A Brief Survey of Principles and Definitions


Question: What principles or definitions have been offered in the literature for
distinguishing pragmatics from semantics?

The question of how semantics relates to pragmatically oriented theories is, Chierchia
and McConnell-Ginet (1990) say, "wide open." For them, semantics deals with those
aspects of meaning that remain constant whenever a given expression is uttered:
Semantics covers what expressions mean, while pragmatics covers what speakers
mean in using the expressions.

Along these lines, it is standard, Green (1989) says, to distinguish between what a
sentence means and what a speaker intends to convey by the utterance of the
sentence, and to restrict the role of semantics to explicating the meaning of sentences in
terms of conditions that must be fulfilled for the sentence to be used to truthfully
describe a situation.
Thus: Aspects of the interpretation of utterances that do not involve truth conditions are
commonly considered outside the domain of semantics, Green (1989) says. Whether an
utterance is a promise, a prediction, or a question and how metaphorical expressions
are understood are matters of pragmatics, not semantics.
More: Semantics is compositional: The meaning of a complex expression relates in a
predictable way to the meanings of the parts from which it is constructed. The meaning
of the whole is a function of the meaning of the parts.

Pragmatics, on the other hand, is the study of situated uses of language, Chierchia and

McConnell-Ginet (1990) say, adding this caveat: "Since direct experience with
interpretation of language is experience with interpreting uses, however, we cannot
always be sure in advance which phenomena will fall exclusively in the domain of
semantics and which will turn out to require attention to pragmatic factors as well," a fact
that makes it difficult to free semantics from pragmatic considerations. (Chierchia and
McConnell-Ginet, 1990:5)
Pragmatics, Fasold (1990: 119) writes, "is the study of the use of context to make
inferences about meaning." Fasold asks whether pragmatics can be viewed in a
principled way as the study of the meaning of what people utter in context. What a piece

of language structure means whether used to communicate or not would be semantics.
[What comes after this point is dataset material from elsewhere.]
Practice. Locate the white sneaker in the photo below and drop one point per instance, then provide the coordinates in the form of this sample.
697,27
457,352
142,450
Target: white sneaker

Fasold concludes that the research program initiated by Grice gives reasonable promise
to this dividing line between pragmatics and semantics if deixis can be handled in some
other way.
To summarize: Pragmatics involves how speakers use language in contextualized social
interactions -- how they do things with words, as Austin would say. Semantics invites a
focus on meaning and truth conditions without regard to communication and context.